Over a defining hour that will go down as this year’s big John Peel act breakthrough show, he runs the gamut of his music-straddling styles and personas. ‘You & Him’ and ‘Pale Green Ghosts’ find him indulging his Becktronic side, wiggling his groin like a funky John Goodman in 10 Cloverfield Lane and pouring scorn on his own personal Farage: “You and Hitler oughta get together,” he snipes at some unnamed adversary, “you seem like someone they should chemically castrate… you think you’re super special but you’re just a big twat”. On the electro-gospel ‘Slug Snacks’ he turns into James Murphy’s dad, channelling ‘Scary Monsters…’ and The Human League. ‘Grey Tickles, Black Pressure’ is an ELO pop opera about child cancer and gruesome threshing machine accidents.
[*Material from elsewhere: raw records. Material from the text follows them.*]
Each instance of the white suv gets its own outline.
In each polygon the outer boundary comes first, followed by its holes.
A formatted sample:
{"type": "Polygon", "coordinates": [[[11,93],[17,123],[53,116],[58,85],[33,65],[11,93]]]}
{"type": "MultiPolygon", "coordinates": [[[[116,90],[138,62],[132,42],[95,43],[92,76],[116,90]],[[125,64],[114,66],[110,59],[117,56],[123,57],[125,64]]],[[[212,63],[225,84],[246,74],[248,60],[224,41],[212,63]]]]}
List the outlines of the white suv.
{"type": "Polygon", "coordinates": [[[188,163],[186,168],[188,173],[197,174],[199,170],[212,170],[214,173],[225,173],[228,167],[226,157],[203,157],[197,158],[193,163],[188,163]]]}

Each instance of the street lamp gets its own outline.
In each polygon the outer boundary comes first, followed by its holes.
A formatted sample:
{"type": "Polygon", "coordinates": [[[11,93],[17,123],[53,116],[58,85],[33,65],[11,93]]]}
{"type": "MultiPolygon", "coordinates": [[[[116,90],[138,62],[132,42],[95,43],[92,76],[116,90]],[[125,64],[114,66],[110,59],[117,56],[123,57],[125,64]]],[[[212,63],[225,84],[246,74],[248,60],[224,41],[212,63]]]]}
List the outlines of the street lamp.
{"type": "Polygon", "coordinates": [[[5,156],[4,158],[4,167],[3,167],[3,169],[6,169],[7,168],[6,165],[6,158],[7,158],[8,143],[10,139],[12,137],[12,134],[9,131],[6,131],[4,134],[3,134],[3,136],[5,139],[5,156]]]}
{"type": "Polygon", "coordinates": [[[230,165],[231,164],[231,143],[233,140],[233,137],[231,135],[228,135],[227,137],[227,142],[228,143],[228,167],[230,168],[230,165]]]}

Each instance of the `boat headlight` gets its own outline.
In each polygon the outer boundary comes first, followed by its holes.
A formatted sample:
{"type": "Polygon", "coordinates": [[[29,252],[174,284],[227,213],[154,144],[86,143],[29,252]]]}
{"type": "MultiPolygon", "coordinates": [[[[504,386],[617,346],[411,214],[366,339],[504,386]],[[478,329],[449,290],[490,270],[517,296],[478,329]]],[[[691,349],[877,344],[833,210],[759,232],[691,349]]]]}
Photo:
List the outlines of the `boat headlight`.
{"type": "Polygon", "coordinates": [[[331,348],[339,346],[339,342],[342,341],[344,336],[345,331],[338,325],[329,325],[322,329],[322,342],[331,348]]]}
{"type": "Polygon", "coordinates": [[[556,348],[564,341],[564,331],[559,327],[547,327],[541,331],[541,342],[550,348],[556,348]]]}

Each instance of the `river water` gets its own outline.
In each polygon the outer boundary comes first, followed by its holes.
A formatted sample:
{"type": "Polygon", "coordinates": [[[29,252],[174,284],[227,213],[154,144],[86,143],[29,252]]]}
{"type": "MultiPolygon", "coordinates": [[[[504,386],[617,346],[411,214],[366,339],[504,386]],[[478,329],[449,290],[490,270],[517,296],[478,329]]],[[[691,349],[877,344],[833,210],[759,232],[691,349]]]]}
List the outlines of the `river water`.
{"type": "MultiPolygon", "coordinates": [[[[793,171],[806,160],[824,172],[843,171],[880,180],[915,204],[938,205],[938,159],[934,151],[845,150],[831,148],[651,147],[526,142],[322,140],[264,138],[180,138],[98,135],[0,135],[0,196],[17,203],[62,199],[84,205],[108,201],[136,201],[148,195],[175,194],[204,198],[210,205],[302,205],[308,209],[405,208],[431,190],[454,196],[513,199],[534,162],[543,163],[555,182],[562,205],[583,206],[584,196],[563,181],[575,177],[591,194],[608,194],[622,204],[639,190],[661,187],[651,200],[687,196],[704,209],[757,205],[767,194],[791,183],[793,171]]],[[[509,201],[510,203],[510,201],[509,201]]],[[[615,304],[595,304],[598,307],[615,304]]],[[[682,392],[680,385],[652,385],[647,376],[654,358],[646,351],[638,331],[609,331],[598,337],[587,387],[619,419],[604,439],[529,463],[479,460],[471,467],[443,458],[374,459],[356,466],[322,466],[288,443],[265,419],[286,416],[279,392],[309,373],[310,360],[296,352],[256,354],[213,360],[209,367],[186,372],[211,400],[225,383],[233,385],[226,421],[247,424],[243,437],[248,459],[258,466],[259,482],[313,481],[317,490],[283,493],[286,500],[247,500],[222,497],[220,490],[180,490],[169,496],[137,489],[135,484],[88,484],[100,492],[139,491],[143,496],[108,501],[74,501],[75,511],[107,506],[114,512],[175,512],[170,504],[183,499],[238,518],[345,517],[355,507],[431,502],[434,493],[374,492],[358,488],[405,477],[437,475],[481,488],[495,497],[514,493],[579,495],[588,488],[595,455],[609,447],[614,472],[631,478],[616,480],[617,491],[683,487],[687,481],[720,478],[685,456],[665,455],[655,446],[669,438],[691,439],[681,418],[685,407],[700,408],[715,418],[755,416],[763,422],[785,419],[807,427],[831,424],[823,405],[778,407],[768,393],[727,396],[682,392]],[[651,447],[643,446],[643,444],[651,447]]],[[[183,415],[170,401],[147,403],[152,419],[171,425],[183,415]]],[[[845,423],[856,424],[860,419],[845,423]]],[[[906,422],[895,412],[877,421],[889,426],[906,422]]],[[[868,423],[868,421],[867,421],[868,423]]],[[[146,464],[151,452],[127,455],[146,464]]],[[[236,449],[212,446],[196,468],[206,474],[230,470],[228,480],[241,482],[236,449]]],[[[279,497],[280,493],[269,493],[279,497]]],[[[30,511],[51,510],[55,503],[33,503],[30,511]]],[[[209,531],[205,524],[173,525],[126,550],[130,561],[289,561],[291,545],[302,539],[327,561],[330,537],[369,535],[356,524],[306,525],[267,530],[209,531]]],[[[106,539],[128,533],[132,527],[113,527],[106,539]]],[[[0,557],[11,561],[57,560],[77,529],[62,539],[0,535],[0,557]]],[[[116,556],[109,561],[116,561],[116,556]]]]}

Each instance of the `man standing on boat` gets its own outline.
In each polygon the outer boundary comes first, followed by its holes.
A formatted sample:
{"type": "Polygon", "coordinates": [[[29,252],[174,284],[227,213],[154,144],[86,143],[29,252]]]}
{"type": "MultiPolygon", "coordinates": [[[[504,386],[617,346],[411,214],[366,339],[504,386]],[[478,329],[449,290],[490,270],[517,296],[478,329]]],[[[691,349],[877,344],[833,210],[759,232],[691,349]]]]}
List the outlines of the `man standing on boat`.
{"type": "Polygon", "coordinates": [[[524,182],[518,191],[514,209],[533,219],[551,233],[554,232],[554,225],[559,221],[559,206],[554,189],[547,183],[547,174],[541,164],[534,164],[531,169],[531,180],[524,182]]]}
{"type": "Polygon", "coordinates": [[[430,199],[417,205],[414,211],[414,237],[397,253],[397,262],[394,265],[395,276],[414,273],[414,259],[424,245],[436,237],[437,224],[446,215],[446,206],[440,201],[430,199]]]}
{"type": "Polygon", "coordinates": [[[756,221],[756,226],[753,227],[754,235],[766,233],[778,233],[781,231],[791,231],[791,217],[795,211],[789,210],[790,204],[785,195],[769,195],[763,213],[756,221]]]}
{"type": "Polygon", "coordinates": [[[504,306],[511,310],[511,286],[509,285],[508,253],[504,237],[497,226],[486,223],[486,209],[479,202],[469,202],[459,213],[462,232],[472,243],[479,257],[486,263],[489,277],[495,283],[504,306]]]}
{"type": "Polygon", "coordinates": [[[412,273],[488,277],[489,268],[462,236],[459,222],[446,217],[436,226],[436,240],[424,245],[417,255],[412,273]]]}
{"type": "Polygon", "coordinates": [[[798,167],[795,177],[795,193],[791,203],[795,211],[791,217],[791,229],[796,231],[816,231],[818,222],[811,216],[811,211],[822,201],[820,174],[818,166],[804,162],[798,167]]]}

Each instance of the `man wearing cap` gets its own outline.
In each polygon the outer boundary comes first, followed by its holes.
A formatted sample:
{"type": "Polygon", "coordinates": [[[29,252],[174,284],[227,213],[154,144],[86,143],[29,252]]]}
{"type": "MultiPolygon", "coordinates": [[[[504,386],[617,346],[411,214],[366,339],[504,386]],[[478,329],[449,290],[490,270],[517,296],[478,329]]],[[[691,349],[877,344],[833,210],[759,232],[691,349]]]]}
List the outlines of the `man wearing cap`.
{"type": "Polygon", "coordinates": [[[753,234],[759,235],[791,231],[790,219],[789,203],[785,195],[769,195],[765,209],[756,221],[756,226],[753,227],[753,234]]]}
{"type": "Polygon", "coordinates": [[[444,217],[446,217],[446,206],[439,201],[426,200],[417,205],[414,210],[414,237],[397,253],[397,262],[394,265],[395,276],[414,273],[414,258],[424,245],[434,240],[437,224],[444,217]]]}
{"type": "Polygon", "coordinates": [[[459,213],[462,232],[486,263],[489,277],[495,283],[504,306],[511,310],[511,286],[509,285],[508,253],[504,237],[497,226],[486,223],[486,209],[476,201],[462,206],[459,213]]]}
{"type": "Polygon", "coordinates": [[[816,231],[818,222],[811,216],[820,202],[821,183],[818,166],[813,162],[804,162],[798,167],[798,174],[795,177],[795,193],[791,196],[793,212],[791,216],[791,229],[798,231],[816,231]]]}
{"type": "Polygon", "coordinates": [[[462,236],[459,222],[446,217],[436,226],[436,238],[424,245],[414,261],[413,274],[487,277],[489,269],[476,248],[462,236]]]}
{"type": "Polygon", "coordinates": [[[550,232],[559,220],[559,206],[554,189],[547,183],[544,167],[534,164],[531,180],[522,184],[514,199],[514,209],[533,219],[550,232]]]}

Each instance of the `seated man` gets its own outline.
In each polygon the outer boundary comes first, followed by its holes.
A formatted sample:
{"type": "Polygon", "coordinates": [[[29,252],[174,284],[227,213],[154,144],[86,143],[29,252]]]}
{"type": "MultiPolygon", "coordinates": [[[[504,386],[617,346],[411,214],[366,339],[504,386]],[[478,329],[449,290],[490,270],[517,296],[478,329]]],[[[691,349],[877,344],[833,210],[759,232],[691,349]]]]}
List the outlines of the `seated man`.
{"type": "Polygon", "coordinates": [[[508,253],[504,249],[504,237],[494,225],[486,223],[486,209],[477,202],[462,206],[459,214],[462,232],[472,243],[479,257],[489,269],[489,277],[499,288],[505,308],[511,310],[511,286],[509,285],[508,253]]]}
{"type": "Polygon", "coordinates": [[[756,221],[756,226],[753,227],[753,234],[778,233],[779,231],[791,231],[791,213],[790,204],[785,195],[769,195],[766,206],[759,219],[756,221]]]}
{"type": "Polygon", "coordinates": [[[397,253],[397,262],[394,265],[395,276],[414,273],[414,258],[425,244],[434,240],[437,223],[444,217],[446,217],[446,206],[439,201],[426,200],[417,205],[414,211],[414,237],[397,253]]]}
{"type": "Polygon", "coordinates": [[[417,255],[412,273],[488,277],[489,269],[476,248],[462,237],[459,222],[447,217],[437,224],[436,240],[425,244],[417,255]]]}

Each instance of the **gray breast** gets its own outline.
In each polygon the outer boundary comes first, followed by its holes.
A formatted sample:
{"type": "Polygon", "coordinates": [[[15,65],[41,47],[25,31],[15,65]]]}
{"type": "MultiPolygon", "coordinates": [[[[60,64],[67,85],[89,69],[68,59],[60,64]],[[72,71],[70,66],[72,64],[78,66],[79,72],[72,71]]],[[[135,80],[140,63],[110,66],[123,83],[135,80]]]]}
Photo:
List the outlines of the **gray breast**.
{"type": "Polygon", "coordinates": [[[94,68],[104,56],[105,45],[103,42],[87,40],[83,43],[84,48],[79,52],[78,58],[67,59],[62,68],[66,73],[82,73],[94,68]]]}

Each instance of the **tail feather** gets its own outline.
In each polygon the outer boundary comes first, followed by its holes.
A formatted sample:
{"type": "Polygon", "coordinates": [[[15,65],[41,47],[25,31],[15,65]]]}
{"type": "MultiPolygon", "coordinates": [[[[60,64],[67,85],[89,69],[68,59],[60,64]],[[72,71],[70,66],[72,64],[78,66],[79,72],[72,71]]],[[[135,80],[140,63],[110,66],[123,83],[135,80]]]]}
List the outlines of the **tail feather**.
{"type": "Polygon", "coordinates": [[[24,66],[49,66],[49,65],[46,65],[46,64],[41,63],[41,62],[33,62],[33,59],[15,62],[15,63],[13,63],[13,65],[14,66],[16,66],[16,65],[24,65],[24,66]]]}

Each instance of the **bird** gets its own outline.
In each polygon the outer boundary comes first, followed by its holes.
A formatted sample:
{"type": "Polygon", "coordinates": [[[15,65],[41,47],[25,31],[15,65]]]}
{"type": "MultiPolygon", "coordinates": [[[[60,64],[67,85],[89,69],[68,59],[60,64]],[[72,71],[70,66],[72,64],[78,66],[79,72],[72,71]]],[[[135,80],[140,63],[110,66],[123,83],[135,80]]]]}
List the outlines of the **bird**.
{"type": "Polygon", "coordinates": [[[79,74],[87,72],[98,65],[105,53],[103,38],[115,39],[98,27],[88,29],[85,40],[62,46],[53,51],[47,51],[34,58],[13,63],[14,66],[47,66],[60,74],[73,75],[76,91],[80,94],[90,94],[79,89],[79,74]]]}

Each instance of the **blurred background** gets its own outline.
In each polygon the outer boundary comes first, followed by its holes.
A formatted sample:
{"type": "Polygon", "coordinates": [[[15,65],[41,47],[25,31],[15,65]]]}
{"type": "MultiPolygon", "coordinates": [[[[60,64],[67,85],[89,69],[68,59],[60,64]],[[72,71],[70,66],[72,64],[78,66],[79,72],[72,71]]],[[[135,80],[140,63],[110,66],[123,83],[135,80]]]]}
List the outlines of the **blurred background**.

Like some sort of career-long tribute, he resembles a twisted collaboration between David Bowie and Frankie Boyle.
At his warbliest he even recalls forgotten Britpop-era chamber pop donks The Divine Comedy discovering disco, and no-one needs reminding of them. Luckily he’s never far from a moment bordering on the sublime, even though you always, initially, find yourself treading warily around his ballads sniffing for insincerity or sudden bouts of comedy swearing. Testing the waters of the syrupy ‘Glacier’, it proves a moving experience – “this pain, it is a glacier, moving through you and carving out deep valleys”. ‘Queen Of Denmark’, despite his plaintive piano husks of “I casually mentioned that I pissed in your coffee”, finds his voice giving out at the point where he’s supposed to scream in frustration at the partner doing him down, making the whole thing all the more fragile. Then he goes and closes with a couple of dramatic funk frivolities, one of which is called ‘Greatest Motherfucker’. Admit it, if you’d never heard of him before, you love him a little bit already.